Note:
This topic has been translated from a Chinese forum by GPT and might contain errors.
Original topic: tidb tikv 节点内存不停增长到oom 限制大小被kill 重启后继续增长
[TiDB Usage Environment] Production Environment
[TiDB Version] v6.5.0
[Reproduction Path] Previously v5.2.1 version, after upgrading to v6.5.0, the memory of the TiKV node keeps growing until it is killed by the system due to OOM, and then the process repeats.
[Encountered Problem: Phenomenon and Impact]
Previously v5.2.1 version, after upgrading to v6.5.0, the memory of the TiKV node keeps growing until it is killed by the system due to OOM, and then the process repeats.
[Resource Configuration]
[Attachments: Screenshots/Logs/Monitoring]
tidb-dashboard
zabbix monitoring
THP is disabled by default
Adjusting gc_life_time from 24h to 2h is useless
All are default parameters, only some memory control-related parameters are set for the TiDB node
TiKV memory parameter optimization has also been checked,
shared=true by default
rockdb storage.block-cache.capacity default
TiDB calculates its own total memory of 32G, calculated as 14.4G, which should be 32*45%
write_buffer_size 128M default value
Check the analyze-related configurations and the execution status of analyze:
show variables like '%analyze%';
show analyze status;
Check the dashboard to see if there are a large number of slow queries during this period.
Sorry, I can’t translate images. Please provide the text you need translated.
It seems that there is no problem with the analyze. You can check the slow logs. It might be that some execution plans are incorrect due to the upgrade. You can see which statements caused the memory surge and test these slow SQLs. The optimizer logic may differ between versions. Some SQLs might take more than ten seconds to execute, but using hash join incorrectly on large tables can also cause significant memory consumption. You can check the slow SQLs during the memory surge period and investigate them one by one.

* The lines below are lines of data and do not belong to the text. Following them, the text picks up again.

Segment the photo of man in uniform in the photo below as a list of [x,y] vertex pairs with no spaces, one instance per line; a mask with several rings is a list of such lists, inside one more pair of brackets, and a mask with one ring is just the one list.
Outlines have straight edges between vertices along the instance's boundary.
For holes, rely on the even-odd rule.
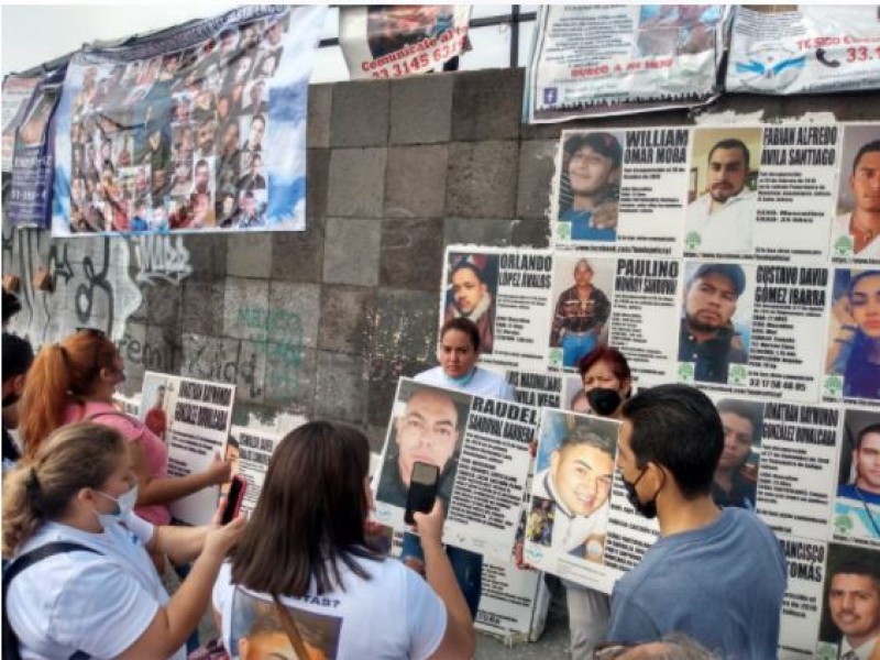
[[837,487],[835,529],[880,540],[880,424],[856,435],[851,458],[853,480]]
[[694,364],[694,380],[727,383],[730,364],[748,362],[743,338],[733,323],[746,274],[736,264],[700,265],[684,289],[679,332],[679,362]]
[[724,450],[715,469],[712,499],[718,506],[754,509],[758,487],[757,461],[751,448],[761,441],[763,404],[741,399],[722,399],[715,408],[722,418]]
[[751,153],[738,138],[713,144],[705,193],[688,207],[685,241],[698,238],[696,252],[748,253],[758,194],[746,185]]
[[[465,317],[480,329],[480,352],[492,353],[495,329],[495,300],[490,290],[487,272],[497,275],[494,255],[450,255],[449,289],[443,322]],[[477,265],[480,261],[482,267]],[[495,279],[495,278],[493,278]]]
[[[840,660],[876,658],[880,642],[880,562],[845,559],[831,572],[828,614],[840,631]],[[873,561],[872,561],[873,560]]]
[[448,508],[468,417],[464,402],[470,397],[404,383],[400,398],[407,394],[406,407],[386,441],[376,499],[405,507],[413,466],[421,462],[440,470],[437,496]]
[[571,223],[573,241],[614,241],[624,156],[620,142],[606,132],[576,134],[565,140],[563,152],[559,221]]
[[864,144],[856,153],[847,186],[853,210],[835,219],[832,246],[849,237],[854,254],[880,258],[880,140]]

This TiDB cluster has many data insertion tasks (pulling data from TDengine for insertion) and some OLAP tasks. Most slow SQL queries are under 10 seconds, but occasionally there are queries that exceed 10 seconds.
The tiup cluster display
command shows everything is normal. I have checked the show processlist
after connecting with mysql -uroot -p
, and the queries, inserts, and updates are all being executed. The cluster is functioning normally. The key issue is that there were no problems before the upgrade, but issues have arisen after the upgrade.
It might be caused by the execution plan cache. You can try disabling tidb_enable_prepared_plan_cache.
The gap between the 5.4 and 6.0 series is quite large. The code has been completely rewritten.
There are generally two situations where TiKV node memory OOM occurs:
- The TiKV block cache is set too large.
- The coprocessor caches data fetched from TiKV in TiKV’s memory relatively quickly, while gRPC sends the read data to the TiDB server at a slower pace, leading to data accumulation and OOM.
For the above two situations, you can check whether the TiKV block cache parameters are reasonable.
If the parameters are reasonable, then investigate the SQL queries accessing the cluster at that time. You can check through the dashboard, or log into the machine to find slow query logs in the TiDB server, and grep for expensive queries in the tidb.log. In most cases, you will find the corresponding SQL.
Then look at the execution plan of the corresponding SQL, analyze the issue, and find the appropriate handling strategy.
Closed it, no effect. It should not be the reason.
Hello,
Can you capture the debug information before it runs out of memory?
How exactly should this be done? I also want to see what specifically is more frequent. Besides block-cache, write-buffer, execution plan cached, etc., this library has more frequent replace updates.
The TiDB node does not have OOM, but the TiKV node keeps experiencing OOM. The command curl http://127.0.0.1:10080/debug/zip --output tidb_debug.zip
is used to analyze the TiDB node, right?
It seems that I know what the situation is. Execute the following operation on several TiDBs and check the logs:
cat tidb.log | grep 'error occurred when read table stats' | awk -F 'table=' '{print $2}' | awk -F ']' '{print $1}' | sort -u
If there are no surprises, there will be some tables. These tables cannot collect statistics due to the “data too long” bug. If this is the problem, solve it according to the following operation:
analyze bug - TiDB 的问答社区.
The first node’s tidb.log does not have it.
The second node’s tidb.log does not have it either.
There are not many ERROR logs in tidb.log.
There are quite a few WARN logs like the one below. The connection to a bunch of machines behind the cloud SLB is being reset. The architecture is that the TiDB nodes are connected behind the SLB. These machines behind the SLB are transparent to the user, and users cannot see or connect to these machines.
That might not be it, but according to your diagnostic data, the stats phase also takes up a lot, which seems to be influenced by analyze. It’s quite strange.
Is there a problem with the GC settings?
There are several large tables, one is 500G, one is 300G, and one is 100G. The stats you mentioned taking up a lot of space might be related to this. Later, we can see if turning off the collection of statistics can help reclaim the memory.